Ah, e entrei sem inscrição, mas só no último dia. No segundo dia, o do “Fugita sabe quem”, assisti pela internet.
Falou!
Pois é, e o homem-spam não falou que a sodomia era mais prejudicial ao mundo do que a bomba atômica ou algo do tipo? hahaha
O pior é que tenho a impressão que esse cara já tinha feito o mesmo em outra palestra que participei, no ano passado, chamada “O Controle que a Mídia Exerce sobre a Mente das Pessoas”, que aconteceu na Bienal do Livro e teve o ex-presidente da CNN Internacional Sidney Pike, além de diversos jornalistas veteranos da TV Cultura. Teve um que fez o mesmo.
E, acho, também falando de sexo anal… Vai saber…

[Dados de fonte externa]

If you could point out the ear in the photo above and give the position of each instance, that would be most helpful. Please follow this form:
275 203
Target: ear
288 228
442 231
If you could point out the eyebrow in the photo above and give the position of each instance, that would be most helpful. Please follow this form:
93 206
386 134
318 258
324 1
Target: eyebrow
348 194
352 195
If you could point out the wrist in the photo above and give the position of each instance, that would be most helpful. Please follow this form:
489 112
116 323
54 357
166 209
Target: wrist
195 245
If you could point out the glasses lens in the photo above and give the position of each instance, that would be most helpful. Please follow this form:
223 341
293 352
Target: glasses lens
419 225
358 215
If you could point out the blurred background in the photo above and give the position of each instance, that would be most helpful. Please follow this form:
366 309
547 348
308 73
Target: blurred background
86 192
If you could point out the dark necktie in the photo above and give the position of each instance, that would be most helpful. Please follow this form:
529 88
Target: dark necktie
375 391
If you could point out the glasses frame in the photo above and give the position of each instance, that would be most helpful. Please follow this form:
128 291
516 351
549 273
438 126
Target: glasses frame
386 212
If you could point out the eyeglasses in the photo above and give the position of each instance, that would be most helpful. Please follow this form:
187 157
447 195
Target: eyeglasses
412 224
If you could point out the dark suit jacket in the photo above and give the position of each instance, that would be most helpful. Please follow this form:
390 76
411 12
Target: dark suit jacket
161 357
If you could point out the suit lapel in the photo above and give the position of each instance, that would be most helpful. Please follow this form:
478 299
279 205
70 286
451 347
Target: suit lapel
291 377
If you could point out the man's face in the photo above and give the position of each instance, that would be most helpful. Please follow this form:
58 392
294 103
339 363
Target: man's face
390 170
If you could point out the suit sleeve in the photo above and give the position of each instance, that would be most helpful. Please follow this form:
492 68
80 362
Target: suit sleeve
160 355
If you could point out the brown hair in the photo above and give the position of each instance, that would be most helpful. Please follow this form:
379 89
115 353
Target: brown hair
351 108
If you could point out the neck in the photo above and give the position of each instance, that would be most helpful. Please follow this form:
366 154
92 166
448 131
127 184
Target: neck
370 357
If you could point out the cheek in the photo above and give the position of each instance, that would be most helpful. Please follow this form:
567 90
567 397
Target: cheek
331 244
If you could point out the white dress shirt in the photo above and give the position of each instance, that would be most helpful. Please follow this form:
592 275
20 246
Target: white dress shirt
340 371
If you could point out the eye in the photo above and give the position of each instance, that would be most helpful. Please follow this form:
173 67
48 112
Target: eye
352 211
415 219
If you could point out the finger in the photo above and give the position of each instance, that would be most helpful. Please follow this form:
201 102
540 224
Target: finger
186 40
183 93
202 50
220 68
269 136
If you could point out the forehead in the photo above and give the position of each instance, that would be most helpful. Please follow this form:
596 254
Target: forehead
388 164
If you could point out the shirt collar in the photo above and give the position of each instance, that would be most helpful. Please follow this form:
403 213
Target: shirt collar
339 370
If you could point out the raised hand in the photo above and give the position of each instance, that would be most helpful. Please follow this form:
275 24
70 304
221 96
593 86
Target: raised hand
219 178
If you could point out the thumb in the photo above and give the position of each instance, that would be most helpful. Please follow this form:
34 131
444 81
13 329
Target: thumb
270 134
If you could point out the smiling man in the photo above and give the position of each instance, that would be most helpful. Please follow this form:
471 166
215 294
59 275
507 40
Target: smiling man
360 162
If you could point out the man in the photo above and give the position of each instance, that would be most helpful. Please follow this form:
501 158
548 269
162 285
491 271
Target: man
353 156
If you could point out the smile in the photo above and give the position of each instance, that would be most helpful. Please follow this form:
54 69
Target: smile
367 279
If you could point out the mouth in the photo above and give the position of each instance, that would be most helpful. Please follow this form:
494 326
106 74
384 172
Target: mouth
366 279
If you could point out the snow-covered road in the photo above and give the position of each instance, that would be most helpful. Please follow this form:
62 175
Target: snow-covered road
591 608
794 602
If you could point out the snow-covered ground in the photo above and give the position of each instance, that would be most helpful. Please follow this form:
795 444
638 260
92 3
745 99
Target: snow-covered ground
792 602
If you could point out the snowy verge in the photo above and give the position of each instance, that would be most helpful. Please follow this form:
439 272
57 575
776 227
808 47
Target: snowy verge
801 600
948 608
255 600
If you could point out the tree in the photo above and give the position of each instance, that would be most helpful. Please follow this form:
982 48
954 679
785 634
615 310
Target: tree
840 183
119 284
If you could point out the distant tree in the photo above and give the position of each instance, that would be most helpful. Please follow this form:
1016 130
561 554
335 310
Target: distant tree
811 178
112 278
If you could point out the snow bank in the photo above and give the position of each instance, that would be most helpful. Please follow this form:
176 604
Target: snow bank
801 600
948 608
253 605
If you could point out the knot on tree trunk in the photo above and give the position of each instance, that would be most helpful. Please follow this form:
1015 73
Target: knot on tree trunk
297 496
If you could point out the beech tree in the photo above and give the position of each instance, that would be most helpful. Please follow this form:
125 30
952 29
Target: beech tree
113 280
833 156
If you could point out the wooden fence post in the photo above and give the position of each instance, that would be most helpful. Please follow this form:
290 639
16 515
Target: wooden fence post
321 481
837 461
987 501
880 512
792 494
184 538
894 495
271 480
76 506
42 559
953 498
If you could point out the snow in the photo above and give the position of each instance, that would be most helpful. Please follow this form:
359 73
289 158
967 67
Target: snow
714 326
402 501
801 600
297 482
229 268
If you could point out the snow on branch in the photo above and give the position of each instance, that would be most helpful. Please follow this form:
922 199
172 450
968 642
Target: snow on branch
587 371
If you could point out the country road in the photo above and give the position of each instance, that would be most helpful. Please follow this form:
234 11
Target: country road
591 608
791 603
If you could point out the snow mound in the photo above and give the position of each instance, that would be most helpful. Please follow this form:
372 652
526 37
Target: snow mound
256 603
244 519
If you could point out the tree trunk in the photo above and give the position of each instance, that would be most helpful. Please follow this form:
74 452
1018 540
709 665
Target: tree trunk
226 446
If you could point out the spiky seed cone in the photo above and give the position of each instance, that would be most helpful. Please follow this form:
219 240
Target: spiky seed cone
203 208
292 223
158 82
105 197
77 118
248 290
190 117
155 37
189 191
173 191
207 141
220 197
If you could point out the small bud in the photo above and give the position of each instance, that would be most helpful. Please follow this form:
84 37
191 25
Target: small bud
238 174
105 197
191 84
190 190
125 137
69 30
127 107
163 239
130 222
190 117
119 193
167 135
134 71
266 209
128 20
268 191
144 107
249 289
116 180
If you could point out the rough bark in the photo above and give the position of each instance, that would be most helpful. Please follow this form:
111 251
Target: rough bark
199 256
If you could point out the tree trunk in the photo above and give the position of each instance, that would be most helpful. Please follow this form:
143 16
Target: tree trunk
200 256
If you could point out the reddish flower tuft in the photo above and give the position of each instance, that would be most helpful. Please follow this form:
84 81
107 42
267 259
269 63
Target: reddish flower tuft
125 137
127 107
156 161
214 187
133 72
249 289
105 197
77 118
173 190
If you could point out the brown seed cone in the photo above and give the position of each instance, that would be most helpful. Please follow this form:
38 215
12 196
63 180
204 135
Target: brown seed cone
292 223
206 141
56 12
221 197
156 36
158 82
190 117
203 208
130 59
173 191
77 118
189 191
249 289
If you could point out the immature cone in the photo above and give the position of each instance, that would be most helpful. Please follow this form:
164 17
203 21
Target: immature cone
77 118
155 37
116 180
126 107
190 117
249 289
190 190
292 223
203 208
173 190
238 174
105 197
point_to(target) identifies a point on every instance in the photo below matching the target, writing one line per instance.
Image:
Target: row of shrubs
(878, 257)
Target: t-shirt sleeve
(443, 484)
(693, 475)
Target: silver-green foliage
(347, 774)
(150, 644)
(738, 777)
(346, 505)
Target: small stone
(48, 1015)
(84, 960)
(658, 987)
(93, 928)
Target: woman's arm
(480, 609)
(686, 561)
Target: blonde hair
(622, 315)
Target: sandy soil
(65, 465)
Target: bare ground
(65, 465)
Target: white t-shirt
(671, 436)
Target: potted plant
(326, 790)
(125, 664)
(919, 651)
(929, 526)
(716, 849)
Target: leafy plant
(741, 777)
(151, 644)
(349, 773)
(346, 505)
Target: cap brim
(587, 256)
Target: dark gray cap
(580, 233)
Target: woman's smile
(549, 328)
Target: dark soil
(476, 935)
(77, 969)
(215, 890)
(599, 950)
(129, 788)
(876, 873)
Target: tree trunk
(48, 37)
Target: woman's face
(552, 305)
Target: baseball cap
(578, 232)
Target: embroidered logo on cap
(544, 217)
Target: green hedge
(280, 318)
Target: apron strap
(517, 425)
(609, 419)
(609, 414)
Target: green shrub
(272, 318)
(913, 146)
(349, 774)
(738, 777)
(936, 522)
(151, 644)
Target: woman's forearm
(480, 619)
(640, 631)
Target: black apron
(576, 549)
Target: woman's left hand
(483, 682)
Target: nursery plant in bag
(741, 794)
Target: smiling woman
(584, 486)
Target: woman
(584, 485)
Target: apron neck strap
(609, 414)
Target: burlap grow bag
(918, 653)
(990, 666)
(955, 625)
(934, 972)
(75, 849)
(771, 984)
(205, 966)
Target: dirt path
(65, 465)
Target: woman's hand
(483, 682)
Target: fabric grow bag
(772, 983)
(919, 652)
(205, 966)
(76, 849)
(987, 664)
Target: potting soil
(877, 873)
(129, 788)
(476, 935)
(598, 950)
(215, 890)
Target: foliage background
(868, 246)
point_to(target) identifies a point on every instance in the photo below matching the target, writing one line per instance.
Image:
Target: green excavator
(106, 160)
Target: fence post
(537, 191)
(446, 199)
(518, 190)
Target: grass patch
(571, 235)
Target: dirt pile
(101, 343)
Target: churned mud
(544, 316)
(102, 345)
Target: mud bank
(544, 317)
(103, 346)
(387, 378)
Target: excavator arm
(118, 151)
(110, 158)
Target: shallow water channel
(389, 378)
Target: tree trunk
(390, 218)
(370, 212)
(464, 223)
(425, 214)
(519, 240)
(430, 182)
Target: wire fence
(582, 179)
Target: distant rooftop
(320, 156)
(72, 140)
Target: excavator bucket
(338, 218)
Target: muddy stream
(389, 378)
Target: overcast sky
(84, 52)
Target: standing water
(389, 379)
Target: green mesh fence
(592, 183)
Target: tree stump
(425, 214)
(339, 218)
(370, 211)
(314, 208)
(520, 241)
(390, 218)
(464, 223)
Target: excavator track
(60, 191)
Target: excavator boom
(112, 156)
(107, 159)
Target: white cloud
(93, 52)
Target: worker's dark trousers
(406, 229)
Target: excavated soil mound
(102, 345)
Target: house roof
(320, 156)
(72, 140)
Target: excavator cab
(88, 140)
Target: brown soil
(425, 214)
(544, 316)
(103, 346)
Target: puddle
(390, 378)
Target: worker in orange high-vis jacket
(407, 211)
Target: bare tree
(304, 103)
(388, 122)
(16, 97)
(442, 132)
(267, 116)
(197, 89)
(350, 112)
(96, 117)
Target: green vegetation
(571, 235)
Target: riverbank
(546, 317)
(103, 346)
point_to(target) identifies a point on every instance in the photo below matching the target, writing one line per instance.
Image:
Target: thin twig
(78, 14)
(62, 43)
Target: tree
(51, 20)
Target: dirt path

Não vi o homem-spam agindo nos corredores, apenas presenciei o absurdo enquanto estávamos na platéia. Te bater? hahahahaha….só tenho a lhe agradecer, meu caro pensador! Já teve outros eventos melhores, mas o fato de ter um grande dono de conteúdo por trás de um evento de jornalismo assim é o que me faz olhar com bons olhos, mas concordo com cada palavra que diz aí em cima.
Sensacional! Faltei no último dia e não vi o homem-spam em ação.
Tu decorou o blogspot do cara? Fiquei curioso…
1abs
Tá de parabéns por ter conseguido memorizar e registrar as frases do cidadão!